Revolution’s acquisition was all about transferring that cash to its own balance sheet, which now boasts ~$1.9bn of cash – more than enough to stomach management’s guidance for losses of $480m – $520m in 2024.

Ultimately, it seems that drug developers in the “precision medicine” space, targeting specific mutated proteins, or genetically defined cancers, consume plenty of cash, and make slow progress through the clinic.

In this field, it’s possible to point to many “precision medicine” companies that have let shareholders down badly. Relay Therapeutics (RLAY) stock, for example, is down 84% since IPO, Black Diamond Therapeutics (BDTX) down >85%, and Repare Therapeutics down >85%.

That ought to serve as a cautionary tale – no matter how well funded a company may be, if it plans to burn through it all in pursuit of a highly improbable outcome – i.e. a breakthrough RAS targeting cancer drug, there is a high chance anyone buying shares in the company will realise a substantial loss.

With that said, every company’s technology and management is different, and it doesn’t follow that because one company underperforms in a tricky space, every company will – that is demonstrably disproven nearly every day when a biotech company’s valuation surges in response to a new and impressive set of data. Good examples of more successful precision medicine companies could include Blueprint Medicines (BPMC), or Nuvalent (NUVL) – both have delivered strong gains for investors.

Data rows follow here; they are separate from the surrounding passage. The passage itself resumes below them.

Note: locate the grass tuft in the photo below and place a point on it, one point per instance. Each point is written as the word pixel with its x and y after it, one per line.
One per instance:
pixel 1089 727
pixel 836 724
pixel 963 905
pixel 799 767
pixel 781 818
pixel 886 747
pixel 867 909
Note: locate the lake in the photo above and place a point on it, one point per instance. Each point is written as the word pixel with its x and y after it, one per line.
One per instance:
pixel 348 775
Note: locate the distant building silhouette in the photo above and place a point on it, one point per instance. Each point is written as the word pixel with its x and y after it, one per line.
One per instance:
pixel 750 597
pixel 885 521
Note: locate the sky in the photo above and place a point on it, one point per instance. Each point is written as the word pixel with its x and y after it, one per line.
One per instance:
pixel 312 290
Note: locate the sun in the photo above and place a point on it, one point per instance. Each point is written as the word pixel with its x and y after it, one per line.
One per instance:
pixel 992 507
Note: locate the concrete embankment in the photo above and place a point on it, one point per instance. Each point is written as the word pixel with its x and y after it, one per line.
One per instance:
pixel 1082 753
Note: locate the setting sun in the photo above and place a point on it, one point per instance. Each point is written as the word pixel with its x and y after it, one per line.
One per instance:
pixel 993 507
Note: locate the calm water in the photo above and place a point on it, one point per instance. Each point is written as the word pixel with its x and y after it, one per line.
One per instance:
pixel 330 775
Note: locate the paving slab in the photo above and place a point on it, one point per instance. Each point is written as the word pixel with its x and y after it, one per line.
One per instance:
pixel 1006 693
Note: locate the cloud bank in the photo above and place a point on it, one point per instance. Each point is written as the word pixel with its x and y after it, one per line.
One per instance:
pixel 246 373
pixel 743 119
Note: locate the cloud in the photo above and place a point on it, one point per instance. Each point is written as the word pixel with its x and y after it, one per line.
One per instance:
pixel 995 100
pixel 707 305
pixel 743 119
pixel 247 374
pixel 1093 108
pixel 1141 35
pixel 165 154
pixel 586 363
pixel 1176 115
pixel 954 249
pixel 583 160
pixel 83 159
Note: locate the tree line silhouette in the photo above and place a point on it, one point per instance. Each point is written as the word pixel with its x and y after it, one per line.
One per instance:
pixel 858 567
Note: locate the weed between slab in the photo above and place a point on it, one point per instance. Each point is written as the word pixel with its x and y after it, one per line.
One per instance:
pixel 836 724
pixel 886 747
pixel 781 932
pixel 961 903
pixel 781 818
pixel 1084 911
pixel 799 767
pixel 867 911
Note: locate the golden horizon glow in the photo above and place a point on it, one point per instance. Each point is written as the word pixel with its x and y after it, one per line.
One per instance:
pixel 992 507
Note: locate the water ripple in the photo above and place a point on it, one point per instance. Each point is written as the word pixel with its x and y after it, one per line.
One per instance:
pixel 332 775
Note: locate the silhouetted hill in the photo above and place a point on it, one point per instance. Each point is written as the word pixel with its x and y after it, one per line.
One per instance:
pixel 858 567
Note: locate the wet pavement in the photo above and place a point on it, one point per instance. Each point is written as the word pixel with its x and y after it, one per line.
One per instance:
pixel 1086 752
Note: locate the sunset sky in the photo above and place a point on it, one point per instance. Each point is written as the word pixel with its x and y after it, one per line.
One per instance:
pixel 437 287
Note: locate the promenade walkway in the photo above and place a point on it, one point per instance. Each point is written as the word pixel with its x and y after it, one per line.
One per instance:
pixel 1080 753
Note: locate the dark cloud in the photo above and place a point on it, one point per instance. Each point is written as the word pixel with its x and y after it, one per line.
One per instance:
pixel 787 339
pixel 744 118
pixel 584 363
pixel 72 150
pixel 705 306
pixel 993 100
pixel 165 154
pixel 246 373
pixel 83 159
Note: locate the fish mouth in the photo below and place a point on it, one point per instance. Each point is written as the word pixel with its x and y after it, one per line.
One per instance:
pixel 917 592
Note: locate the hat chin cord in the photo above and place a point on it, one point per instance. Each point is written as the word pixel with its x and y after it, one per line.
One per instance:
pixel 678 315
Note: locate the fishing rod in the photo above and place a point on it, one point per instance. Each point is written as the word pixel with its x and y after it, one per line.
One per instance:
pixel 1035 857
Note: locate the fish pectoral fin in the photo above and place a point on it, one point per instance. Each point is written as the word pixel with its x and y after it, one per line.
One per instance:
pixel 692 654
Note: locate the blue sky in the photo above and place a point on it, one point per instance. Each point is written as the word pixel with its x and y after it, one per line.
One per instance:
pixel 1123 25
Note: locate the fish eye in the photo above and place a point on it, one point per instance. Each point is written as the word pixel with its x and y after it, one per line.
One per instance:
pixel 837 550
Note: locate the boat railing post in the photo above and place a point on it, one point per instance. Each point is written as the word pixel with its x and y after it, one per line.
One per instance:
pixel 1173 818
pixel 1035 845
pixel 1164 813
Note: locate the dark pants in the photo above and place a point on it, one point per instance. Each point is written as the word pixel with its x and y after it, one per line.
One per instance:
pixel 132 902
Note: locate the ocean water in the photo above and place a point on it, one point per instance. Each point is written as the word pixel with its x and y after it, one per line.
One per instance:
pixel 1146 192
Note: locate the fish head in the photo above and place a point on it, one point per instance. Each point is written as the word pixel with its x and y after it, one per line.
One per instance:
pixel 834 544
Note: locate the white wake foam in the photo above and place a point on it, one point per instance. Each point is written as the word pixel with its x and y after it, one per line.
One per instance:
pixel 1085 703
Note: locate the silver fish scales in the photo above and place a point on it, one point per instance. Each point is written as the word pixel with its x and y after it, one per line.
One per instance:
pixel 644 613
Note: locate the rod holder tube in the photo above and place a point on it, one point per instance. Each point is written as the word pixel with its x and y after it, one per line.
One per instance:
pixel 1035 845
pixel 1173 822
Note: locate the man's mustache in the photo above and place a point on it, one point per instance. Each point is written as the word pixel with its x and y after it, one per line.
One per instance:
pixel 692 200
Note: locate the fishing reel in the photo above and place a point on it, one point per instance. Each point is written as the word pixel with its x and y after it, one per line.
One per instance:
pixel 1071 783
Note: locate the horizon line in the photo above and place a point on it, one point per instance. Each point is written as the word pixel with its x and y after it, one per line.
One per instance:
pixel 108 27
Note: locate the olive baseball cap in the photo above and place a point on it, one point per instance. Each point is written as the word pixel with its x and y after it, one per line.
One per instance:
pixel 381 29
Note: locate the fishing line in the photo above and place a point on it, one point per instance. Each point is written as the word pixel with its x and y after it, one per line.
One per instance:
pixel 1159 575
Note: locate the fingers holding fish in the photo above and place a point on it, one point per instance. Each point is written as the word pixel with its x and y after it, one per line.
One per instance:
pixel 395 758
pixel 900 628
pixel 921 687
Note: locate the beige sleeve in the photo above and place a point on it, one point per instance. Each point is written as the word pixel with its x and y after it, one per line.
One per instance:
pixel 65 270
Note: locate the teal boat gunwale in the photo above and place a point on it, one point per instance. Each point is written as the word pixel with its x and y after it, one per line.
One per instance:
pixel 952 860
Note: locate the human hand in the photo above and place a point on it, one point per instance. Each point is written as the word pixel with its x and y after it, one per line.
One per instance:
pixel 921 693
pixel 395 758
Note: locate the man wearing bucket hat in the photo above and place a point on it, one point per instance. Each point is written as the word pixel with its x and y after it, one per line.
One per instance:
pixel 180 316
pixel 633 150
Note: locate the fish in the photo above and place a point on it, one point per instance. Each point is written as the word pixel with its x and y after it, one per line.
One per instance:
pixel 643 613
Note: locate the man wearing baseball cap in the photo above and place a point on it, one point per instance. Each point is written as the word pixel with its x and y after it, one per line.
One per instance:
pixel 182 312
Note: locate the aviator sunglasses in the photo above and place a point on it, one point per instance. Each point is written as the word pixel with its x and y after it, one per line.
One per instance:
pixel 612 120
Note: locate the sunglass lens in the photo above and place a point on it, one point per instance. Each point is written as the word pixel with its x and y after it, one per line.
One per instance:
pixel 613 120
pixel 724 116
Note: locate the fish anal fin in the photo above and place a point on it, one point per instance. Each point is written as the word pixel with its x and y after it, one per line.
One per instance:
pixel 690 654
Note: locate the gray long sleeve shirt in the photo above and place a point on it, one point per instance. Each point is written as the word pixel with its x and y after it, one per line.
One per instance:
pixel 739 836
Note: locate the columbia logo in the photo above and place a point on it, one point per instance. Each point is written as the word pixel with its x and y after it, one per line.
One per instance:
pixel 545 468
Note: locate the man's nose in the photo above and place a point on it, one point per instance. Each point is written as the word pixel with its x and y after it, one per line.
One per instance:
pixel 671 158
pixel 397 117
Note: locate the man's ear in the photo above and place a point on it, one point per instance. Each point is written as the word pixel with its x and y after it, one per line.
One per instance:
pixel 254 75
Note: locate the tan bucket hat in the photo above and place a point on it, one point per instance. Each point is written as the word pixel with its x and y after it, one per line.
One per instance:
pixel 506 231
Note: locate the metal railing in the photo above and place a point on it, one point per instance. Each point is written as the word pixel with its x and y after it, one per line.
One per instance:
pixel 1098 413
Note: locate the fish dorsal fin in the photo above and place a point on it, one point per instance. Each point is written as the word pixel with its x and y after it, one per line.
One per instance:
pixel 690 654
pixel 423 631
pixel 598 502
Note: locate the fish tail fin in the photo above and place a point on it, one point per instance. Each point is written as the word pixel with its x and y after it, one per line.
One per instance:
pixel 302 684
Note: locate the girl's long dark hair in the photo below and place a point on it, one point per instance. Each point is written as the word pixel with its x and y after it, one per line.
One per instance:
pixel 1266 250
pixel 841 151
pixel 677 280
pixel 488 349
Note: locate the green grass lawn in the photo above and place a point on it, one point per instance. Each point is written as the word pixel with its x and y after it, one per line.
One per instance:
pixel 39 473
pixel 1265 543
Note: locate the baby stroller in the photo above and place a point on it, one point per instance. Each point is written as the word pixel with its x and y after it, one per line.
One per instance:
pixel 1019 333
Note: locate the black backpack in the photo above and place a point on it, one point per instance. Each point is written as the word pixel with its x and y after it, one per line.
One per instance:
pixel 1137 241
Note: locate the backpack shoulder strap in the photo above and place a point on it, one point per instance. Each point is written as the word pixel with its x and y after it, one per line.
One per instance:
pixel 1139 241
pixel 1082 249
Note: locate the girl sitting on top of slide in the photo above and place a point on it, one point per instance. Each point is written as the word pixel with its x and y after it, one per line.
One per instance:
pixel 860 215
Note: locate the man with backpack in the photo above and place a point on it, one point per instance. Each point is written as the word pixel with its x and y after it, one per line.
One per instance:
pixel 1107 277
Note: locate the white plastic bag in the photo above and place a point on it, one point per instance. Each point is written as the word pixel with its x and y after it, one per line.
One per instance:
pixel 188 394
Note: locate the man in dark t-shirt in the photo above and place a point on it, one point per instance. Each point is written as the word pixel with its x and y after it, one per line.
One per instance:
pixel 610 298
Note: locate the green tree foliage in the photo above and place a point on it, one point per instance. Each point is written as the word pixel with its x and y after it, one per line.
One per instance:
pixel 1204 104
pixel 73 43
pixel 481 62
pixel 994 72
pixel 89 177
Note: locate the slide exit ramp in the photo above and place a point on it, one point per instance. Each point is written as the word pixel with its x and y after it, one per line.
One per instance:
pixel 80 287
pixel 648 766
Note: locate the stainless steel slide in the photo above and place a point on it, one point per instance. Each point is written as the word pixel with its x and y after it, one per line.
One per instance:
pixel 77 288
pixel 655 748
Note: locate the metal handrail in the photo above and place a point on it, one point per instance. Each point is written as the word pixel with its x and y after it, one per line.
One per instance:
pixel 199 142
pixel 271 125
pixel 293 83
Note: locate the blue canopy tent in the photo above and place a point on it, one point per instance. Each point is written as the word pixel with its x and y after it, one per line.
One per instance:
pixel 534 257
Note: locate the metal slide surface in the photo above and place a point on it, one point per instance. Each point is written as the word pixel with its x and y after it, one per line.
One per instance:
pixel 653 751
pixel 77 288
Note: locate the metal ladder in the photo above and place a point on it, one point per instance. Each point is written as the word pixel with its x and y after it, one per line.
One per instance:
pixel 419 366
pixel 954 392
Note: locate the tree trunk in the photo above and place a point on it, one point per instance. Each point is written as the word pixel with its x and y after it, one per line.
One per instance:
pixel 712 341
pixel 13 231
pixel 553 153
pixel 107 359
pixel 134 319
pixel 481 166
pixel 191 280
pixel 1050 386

Fortunately, Revolution is promising multiple upcoming readouts and new study initiations for this year, as shown below:

Personally, I believe there is enough happening at Revolution to support a “hold” recommendation at this time. Some of the Phase 1 study data has been impressive, if not breakthrough, which has helped Revolution to maintain a high valuation despite having no late stage assets. If Revolution’s pivotal studies are initiated and are successful, a genuine shot at commercial approval within a couple of years from now may result.

Ultimately, after a period in which Revolution has done not much more than it has to do to – using its unique approach to drug development, and insights about ON-RAS targeting, to bring candidates into the clinic and generate first in-human data – the real tests are about to begin, and it would not be fair, in my view, to dismiss Revolution’s pipeline at this stage of development, without waiting to see what results are like.

As such, if I were holding Revolution stock I’d be tempted to keep holding, so long as I was betting money I could afford to lose. Given Revolution is valued about the same as BMY valued Mirati when acquiring it for $5.8bn – a 52% premium to traded share price at the time – and given that Revolution has a broader portfolio of drugs, and has had the opportunity to learn from Mirati’s mistakes, and has plenty of cash, I can understand why it has kept hold of its substantial valuation.

Until we have later stage clinical data supporting an approval push, however, which ought to be value-accretive, even at a $6bn valuation, Revolution’s valuation has a “house of cards” feel about it that will likely put off risk-averse investors.